Filed under: Moments of Grace, Random Rumblings — Tags: allowance, Cyndi Lauper, Guide to Literary Agents, high school — Christa Allan @ 8:50 pm

School started Monday. MONDAY.  Good grief.

For years and years, we’ve attended professional development on Wednesday and Thursday, then the students show up on Friday. After an interminable homeroom, there’s a shortened schedule. This gives students an opportunity to sashay down the halls in their new frocks or funk, scope out the new kids, reunite with the old ones, and, oh, meet their teachers in all seven classes.

Just enough time in class for me to hand out my syllabus, give them their supply lists, and reassure them that not every rumor they’ve heard about me is true. They’ll have an opportunity to decide for themselves in the next few days or weeks or months.

Then, that weekend, parents and students would swarm the local WalMart, Target, and Office Depot casting shadows over anything related to school supplies.

Not this year.

I just finished day three, and I’m wondering why the calendar isn’t saying October…

But, in another surprising development:

Sunday night, the husband and I and our fun friends, Billy and Carrie, actually ventured out of our comfort zones. We went to the Cyndi Lauper concert at the House of Blues. On the night before the first official day of school. Yep. We did it.

But had I known that one STANDS UP for the ENTIRE CONCERT at the House of Blues, I probably would not have signed on to see Cyndi. This girl just wanted to have the kind of fun that didn’t involve tiptoeing to share five inches of a stair with another 4′11″ chick because inevitably every tall person in the place stood in front of us.
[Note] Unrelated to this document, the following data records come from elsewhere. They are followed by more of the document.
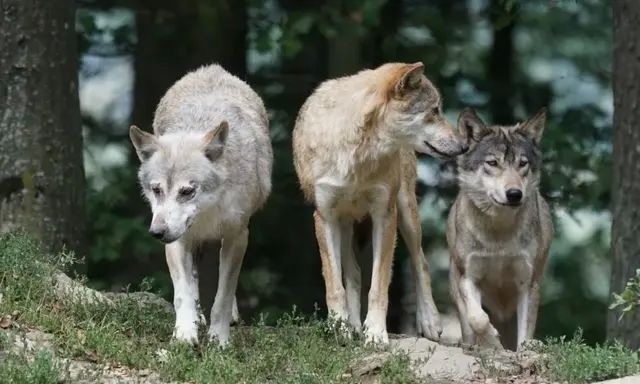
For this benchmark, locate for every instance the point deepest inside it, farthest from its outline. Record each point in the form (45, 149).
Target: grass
(573, 361)
(297, 350)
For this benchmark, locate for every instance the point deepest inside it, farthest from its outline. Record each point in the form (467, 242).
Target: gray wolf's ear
(410, 78)
(470, 126)
(534, 127)
(214, 141)
(144, 143)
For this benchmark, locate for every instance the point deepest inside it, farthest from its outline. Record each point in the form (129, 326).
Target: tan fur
(353, 147)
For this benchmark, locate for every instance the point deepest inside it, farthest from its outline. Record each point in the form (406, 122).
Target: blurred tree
(626, 159)
(41, 172)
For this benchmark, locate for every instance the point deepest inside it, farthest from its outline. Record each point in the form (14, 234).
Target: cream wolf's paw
(187, 332)
(375, 333)
(219, 333)
(428, 323)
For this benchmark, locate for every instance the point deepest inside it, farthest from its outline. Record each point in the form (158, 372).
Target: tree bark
(500, 69)
(626, 164)
(41, 171)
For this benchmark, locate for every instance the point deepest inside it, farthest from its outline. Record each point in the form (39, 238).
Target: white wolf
(205, 171)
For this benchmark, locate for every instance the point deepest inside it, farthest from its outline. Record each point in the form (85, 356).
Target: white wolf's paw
(428, 323)
(187, 333)
(219, 334)
(375, 333)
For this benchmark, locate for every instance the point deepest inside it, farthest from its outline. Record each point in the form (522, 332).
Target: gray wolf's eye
(186, 191)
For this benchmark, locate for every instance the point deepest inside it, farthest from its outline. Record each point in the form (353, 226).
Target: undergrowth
(297, 350)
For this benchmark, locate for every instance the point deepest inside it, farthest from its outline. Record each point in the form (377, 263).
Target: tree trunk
(500, 68)
(626, 164)
(41, 171)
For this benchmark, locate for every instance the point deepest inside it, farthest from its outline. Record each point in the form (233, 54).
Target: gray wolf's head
(412, 112)
(502, 166)
(180, 176)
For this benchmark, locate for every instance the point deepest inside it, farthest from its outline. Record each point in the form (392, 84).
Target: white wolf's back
(201, 100)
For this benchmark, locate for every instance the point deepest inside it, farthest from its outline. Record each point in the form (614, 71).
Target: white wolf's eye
(186, 191)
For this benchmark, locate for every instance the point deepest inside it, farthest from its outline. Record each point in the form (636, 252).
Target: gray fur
(205, 172)
(498, 247)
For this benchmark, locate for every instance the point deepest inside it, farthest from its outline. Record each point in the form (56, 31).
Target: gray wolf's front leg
(231, 256)
(185, 291)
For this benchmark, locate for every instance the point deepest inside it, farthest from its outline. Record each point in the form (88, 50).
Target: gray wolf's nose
(157, 233)
(514, 195)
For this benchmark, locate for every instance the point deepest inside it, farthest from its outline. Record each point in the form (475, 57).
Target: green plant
(629, 299)
(575, 362)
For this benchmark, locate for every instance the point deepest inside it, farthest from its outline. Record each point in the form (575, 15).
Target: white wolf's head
(180, 176)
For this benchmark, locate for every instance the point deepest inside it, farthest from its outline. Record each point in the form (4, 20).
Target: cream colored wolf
(205, 171)
(353, 145)
(499, 231)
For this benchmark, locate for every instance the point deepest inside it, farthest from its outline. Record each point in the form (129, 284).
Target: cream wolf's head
(502, 166)
(180, 176)
(411, 110)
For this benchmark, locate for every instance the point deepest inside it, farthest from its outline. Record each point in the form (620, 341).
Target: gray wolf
(205, 171)
(353, 145)
(499, 231)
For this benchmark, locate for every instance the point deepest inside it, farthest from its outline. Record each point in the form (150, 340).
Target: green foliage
(629, 299)
(15, 368)
(297, 349)
(573, 361)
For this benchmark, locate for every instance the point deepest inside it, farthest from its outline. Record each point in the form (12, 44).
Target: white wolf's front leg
(185, 291)
(384, 239)
(231, 256)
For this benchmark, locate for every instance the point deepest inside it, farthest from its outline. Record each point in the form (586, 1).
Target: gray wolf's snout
(514, 195)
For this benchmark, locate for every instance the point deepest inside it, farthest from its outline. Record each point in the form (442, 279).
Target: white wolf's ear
(534, 127)
(214, 141)
(410, 78)
(144, 143)
(470, 126)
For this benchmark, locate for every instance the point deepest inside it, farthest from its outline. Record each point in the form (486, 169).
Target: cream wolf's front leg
(329, 238)
(427, 316)
(185, 290)
(384, 238)
(231, 256)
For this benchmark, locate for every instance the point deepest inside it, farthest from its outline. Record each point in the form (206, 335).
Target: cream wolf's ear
(410, 78)
(470, 126)
(145, 143)
(214, 141)
(534, 127)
It was as if the universe kept trying to achieve some vertical balance by planting these towering humans of every shape between us and the stage.

What follows is entirely random:

A nice surprise today to find my “How I Found My Agent” story featured on Chuck Sambuchino’s Guide to Literary Agents blog.

Alanis Morissette just announced that she and her husband, who goes by the name of Souleye (seriously) are going to have a baby. Is that ironic? No, Alanis, it’s not.

Oh, and a few more headlines from momlogic that I found riveting:

  • kids in kindergarten who scored in the 60th percentile on standardized tests can expect to make more money than their peers at the age of 27
  • and possibly an exception to the above, there’s an article that Justin Bieber’s mother has the 16-year-old on a “strict” allowance of $50 a day. Now, if he saves that $350, he’s rewarded with a few hundred extra dollars to buy something special.
  • The average woman tries on 21,000 items of clothing during her lifetime, but buys only half of them.  By my calculations, that’s about 111 pieces of clothes a year for a woman who lives to age 90. I have a lot of catching up to do.

Okay, to stay on my self-imposed schedule of dividing my at home time between school and writing, I have to wind down. So far, my class load is over 160 students. If they have two assignments a week, that’s 320 pieces to grade. If I spend three minutes (ha!) on each paper, I’ll need 16 hours to grade.

Is it June yet?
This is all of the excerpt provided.